Leigh did not feel pain. She did not scream. She retreated, absorbing a glancing blow to the calf as she fled. She was beside them, a moment later, and the black spots had expanded. Her right arm was almost totally lost, and spreading puddles of it were consuming her chest and neck.
“Get rid of it,” Chris commanded Michelle. “The black blood and all the skin touching it. Now.”
“What?” Michelle said, gaping. “I don’t want to…”
“You can’t hurt her,” Chris said impatiently. “But whatever it is that bitch is bleeding all over the place, it’s breaking her down faster than she can rebuild herself. Leigh will die if you don’t do it.”

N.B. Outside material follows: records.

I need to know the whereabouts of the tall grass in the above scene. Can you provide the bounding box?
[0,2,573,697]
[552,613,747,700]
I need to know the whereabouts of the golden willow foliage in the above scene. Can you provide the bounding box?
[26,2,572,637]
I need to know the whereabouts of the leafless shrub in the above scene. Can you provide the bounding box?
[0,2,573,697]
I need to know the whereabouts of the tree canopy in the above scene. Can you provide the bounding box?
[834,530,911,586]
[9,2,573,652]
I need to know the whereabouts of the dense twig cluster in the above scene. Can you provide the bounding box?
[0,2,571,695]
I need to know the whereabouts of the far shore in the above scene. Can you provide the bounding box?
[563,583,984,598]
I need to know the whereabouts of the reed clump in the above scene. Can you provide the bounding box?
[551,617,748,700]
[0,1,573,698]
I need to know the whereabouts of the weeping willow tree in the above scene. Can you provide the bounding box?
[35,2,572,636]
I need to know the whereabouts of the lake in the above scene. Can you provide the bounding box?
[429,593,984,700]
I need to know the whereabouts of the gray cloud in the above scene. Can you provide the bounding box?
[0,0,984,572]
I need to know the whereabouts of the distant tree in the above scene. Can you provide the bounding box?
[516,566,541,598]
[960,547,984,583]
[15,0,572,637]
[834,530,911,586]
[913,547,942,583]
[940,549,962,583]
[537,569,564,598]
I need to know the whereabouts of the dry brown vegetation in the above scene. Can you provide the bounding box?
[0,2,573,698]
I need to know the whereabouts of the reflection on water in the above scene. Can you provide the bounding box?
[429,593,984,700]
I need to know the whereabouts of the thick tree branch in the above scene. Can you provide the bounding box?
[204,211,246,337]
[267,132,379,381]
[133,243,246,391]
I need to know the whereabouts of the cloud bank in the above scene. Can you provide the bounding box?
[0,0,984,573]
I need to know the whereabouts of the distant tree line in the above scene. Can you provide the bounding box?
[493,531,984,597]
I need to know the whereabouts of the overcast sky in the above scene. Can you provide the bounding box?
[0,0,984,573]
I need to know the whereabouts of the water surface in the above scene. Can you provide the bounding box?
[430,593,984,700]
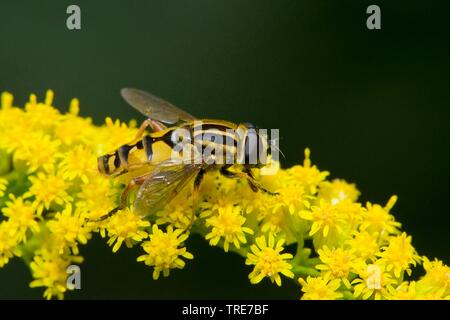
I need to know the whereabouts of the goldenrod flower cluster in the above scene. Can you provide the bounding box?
[0,91,450,299]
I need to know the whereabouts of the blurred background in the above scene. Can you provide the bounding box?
[0,0,450,299]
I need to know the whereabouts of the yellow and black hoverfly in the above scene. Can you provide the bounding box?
[98,88,274,220]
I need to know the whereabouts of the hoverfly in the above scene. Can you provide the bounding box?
[98,88,275,221]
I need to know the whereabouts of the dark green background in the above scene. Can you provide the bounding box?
[0,0,450,298]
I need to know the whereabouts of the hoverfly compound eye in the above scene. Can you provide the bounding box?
[244,122,257,129]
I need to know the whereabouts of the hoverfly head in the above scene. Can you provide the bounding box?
[244,122,269,167]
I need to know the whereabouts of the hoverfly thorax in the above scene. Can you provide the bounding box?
[98,89,274,221]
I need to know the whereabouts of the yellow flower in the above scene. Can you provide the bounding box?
[298,276,343,300]
[156,194,195,229]
[351,263,396,300]
[245,234,294,286]
[316,246,358,288]
[106,208,150,252]
[318,179,360,204]
[47,204,91,254]
[0,90,450,299]
[258,202,289,235]
[54,99,97,147]
[272,184,310,215]
[23,172,73,214]
[300,200,344,237]
[379,232,420,278]
[417,257,450,299]
[300,199,346,248]
[14,131,61,173]
[360,196,401,238]
[205,205,253,252]
[346,231,379,261]
[137,224,194,280]
[25,90,61,130]
[389,281,423,300]
[0,221,19,268]
[0,178,8,198]
[59,146,97,184]
[1,194,40,241]
[30,250,82,300]
[75,175,118,220]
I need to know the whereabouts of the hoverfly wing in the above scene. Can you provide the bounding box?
[134,160,201,216]
[120,88,195,125]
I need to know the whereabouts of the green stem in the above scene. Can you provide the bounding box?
[291,233,305,266]
[292,266,320,277]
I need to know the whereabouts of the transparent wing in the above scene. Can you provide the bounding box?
[120,88,195,124]
[134,160,201,216]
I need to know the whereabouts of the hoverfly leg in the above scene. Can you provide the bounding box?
[93,207,121,222]
[94,175,149,222]
[220,166,278,196]
[186,169,205,230]
[135,119,167,139]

Michelle hesitated for another infuriating moment, before nodding to herself, closing her eyes, and exercising the other half of what made the petite girl from Normandy such a valuable asset, first to her family and the infamous Terrie Cartel, and then to the Anathema. Michelle was a skilled remote-viewer, but more important, she was an exceptional telekinetic, capable of gross and small manipulations. Leigh’s flesh was neatly incised everywhere the nanites had spread, and she gasped in shock, but that was all. There was no blood. She showed no signs of pain.
Mitsuru shrieked as she turned toward them, all reason gone from her red eyes, while Alice Gallow stumbled to her feet, still clutching her head.
“Fuck this,” Chris snarled. “Let Alice Gallow deal with it. Drake, get us out of here. Start stage two, now.”